Vital school support services at risk following funding cut
Councils are warning they could fail to meet their legal duties to protect school children, under new rules and funding arrangements announced by government.
New government rules state that councils must seek the permission of schools if they are to provide essential services such as criminal record checks of staff, safeguarding, managing asbestos risk in school buildings and ensuring adequate water supplies are available.
The Local Government Association, which represents more than 350 councils in England and Wales, is warning that nearly five million pupils could be put at risk as schools are forced to decide what services they are able to maintain.
The changes will also affect student welfare services, mental health support, fire safety and escape routes, air quality, maintenance of school buildings and playing fields, as well as other general health and safety requirements.

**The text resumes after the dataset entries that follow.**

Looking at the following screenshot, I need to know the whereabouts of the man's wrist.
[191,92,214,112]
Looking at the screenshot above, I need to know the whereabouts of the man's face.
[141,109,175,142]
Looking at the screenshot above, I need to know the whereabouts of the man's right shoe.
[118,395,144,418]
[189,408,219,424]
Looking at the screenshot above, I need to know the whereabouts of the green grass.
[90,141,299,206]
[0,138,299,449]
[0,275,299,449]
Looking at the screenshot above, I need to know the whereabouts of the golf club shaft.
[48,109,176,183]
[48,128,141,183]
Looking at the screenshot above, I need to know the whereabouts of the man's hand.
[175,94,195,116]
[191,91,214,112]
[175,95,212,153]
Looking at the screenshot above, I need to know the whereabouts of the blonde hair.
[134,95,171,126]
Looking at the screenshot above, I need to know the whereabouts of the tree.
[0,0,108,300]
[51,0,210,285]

From September 2017, councils will continue to have a statutory duty to provide these services but will no longer have the money to fund them. The council can only undertake these duties if the school agrees to do so from its own budget.

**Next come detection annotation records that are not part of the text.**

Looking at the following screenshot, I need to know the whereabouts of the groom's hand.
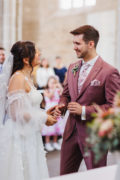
[54,104,65,118]
[47,105,57,116]
[46,115,57,126]
[68,102,82,115]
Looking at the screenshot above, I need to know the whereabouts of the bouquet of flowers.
[86,92,120,163]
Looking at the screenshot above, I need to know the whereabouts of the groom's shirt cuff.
[81,106,86,121]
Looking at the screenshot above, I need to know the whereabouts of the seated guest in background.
[36,58,55,89]
[54,56,67,84]
[0,47,5,74]
[32,50,41,87]
[42,76,65,151]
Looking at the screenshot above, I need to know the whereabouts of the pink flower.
[98,119,113,137]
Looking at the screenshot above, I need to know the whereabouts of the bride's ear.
[23,58,29,65]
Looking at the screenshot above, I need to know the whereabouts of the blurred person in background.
[32,47,41,88]
[54,56,67,84]
[0,47,5,74]
[0,41,57,180]
[42,76,65,151]
[36,58,55,89]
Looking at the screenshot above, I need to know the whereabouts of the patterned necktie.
[78,63,90,93]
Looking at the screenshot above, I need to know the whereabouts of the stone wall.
[23,0,118,65]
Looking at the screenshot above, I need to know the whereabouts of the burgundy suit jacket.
[60,57,120,142]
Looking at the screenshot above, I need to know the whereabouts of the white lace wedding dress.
[0,75,48,180]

Councils have previously warned that the £600 million reduction proposed to the Education Services Grant (ESG) will leave councils with little resource to perform their statutory duties and should be reversed to maintain improvement capacity within the schools system. These new regulatory changes will place further burdens on schools and will mean that such services will now have to be paid for from school budgets.
Cllr Richard Watts, Chair of the LGA's Children and Young People Board said:
"Councils have their hands tied. They are legally obliged to provide these services but will have no money to do so unless the school is prepared to pay for it from its own pocket.
"Councils are committed to ensuring all children get access to high quality education and that they can do so in a safe and healthy environment. Changes to regulation and school funding mean that councils could fail to meet their legal duties which protect children and teachers whilst at school.
"Services that were previously provided to schools by councils will become an extra burden for schools, putting additional pressure on already overstretched budgets.
"If councils are to continue to provide these vital services the £600 million proposed cut to the Education Services Grant needs to be reversed."